Growing up, brunch was a meal eaten after breakfast, but before lunch. Since then it’s lost the logic if its inception. Today, brunch generally equates to an over-indexing of eggs or alcohol.
My little sister lives in Dubai where brunch entails overpaid middle managers in ill-fitting beige chinos, escaping their gated compounds for an afternoon of chugging Veuve, necking overcooked lobster and vomiting into the chocolate fountain.
She recently explained her latest Dubai revelation, the ‘evening brunch’. With my face in palms and the utterance of “window licker” and “that’s called dinner”, we quickly moved onto safer conversational ground; the horrific cost of imported Waitrose produce.

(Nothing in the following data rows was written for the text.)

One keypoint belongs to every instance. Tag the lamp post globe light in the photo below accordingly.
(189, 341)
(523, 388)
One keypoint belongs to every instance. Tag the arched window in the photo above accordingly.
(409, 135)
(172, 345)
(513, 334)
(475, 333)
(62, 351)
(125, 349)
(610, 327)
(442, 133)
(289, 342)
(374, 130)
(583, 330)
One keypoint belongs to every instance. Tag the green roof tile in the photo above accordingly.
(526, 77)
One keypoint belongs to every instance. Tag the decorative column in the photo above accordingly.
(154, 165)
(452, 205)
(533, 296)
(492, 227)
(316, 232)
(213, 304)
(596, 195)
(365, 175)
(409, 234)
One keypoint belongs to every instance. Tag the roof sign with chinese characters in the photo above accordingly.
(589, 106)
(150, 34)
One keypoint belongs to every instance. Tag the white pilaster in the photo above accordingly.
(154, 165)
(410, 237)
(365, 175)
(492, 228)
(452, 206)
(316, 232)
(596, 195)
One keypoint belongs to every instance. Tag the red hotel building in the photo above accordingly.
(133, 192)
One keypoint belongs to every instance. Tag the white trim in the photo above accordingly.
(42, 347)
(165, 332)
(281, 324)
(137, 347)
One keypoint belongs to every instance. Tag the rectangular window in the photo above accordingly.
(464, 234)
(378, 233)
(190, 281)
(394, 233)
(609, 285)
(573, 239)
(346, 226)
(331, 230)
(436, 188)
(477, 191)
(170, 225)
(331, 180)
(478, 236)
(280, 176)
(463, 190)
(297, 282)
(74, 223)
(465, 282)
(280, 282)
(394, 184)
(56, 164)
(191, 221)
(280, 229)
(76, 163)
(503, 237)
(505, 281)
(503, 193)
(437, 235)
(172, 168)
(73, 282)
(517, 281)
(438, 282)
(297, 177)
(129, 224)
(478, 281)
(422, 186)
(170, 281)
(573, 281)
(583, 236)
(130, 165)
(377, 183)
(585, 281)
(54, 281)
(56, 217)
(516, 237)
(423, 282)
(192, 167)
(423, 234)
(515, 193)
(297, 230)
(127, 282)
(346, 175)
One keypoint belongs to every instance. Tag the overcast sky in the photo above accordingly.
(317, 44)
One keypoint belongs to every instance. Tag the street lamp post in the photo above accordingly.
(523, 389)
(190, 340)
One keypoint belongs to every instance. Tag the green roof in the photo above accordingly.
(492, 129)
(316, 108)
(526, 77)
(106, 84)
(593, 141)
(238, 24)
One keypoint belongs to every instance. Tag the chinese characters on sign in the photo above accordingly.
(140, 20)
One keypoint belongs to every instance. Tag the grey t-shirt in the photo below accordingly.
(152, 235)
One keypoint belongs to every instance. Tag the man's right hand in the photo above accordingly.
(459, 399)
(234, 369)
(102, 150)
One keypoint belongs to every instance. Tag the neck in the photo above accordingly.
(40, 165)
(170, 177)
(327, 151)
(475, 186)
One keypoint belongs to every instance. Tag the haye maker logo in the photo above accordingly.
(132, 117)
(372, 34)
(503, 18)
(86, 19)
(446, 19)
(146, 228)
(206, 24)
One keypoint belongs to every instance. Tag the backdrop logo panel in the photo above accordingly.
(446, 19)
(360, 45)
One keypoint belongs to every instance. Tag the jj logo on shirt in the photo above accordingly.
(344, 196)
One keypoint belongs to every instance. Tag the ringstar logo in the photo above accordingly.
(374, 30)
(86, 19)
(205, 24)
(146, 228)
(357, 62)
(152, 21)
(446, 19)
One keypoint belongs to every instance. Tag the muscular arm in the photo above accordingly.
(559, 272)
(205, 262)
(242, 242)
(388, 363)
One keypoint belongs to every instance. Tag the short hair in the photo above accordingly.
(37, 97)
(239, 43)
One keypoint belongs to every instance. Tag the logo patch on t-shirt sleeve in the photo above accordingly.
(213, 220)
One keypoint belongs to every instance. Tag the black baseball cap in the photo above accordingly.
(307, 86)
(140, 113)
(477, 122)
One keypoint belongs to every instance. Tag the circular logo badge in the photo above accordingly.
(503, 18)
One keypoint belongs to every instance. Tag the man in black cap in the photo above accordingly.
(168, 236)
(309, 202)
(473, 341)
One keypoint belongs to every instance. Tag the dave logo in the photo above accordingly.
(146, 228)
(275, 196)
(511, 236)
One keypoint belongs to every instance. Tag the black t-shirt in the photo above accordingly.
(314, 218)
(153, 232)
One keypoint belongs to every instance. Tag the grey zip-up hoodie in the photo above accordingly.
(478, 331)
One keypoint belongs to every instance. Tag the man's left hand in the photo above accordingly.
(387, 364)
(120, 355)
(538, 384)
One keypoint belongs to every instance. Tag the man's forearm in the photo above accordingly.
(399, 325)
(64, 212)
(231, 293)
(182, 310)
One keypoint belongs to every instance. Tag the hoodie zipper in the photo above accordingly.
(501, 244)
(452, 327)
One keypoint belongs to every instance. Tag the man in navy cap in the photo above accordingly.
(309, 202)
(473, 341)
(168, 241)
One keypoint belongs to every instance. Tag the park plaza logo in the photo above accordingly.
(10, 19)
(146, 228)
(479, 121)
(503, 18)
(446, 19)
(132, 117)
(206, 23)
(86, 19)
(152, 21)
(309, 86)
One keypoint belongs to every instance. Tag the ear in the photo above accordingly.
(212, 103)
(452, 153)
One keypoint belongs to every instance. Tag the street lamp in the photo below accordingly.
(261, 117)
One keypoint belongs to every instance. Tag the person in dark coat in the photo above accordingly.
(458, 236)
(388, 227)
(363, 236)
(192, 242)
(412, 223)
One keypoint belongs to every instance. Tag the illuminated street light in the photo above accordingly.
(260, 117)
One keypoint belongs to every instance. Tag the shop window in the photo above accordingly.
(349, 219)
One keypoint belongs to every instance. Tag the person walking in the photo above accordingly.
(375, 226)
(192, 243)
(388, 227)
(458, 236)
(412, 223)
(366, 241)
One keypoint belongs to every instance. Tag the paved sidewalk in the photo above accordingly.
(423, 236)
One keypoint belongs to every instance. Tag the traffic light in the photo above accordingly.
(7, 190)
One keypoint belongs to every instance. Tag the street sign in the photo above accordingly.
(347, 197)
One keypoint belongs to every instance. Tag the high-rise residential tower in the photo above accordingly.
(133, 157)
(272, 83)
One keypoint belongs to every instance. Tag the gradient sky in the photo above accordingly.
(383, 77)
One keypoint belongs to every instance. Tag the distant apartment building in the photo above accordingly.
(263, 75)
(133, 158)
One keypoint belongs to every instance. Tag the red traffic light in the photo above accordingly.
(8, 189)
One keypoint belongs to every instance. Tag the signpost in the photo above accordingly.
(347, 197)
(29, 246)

I mention this as my first meal of the New Year (providing you discount a 3am double cheeseburger) was a brunch. A brunch at lunchtime. A brunch consisting of roast beef and a Yorkshire pudding.
Regardless of the mealtime nomenclature, Gough’s on Gough is a class act. In stark contrast to , the experience was utterly charming. To a fault, every member of staff fizzed with charm, the décor was eccentrically charming and the food dazzled with understated charm.
With it being New Year’s Day, there was no à la carte option. However, the simple set menu provided enough variety to quell the
feeling that we were missing out. The four courses consisted of fresh seafood, a trio of small plates, a main (for which we both opted for roast beef) and a desert (ice cream for Mr. A, chocolate mousse for Mrs. A).
The first course of oyster, clams and prawn was as it should be; delightfully clean, cold and succulent. As I tipped the oyster down the hatch, I tried not to think about the challenge of acquiring fresh seafood on New Year’s Day, but instead on how the lingering taste of tequila and Maccy D’s was no more.
Then the starters arrived. The first, a dish of beef shin – presumably left over from last night’s more extravagant celebrations – was paired with mash potato of equal parts butter and vegetable.
For the second, a fashionably slow cooked egg sat atop, fruity, nutty mushrooms and salty beef pastrami.
The third, a slight, delectable slither of cured Atlantic Char (I’ll save you the Googling; it’s a freshwater white fish from Northern Europe) and lightly pickled vegetables was just about flawless.
It’s was reassuring that the food wasn’t resting on the laurels of the décor. A sufficient number of critics have fawned over Timothy Oulton’s stunning interior – which lies somewhere between Luhrmann’s Gatsby and Salford Boys Club. Instead of fighting for attention, the whimsy of the surrounding literally and figuratively frames the serious, but playfulness of the dishes.
There’s not too much to say about the main. The Yorkshire was bulbous, the beef was juicy and the veg rapt with the artery-clogging miracle of goose fat. Like the desert, it didn’t last very long at all.
Gough’s has none of the disingenuous Star-chasing flannelling of French Window. But with food, service and ambience this good, accolades will inevitably follow. But really who cares, whether it’s causing or quelling the hangover, I expect to be indulging at Gough’s a great deal in 2018.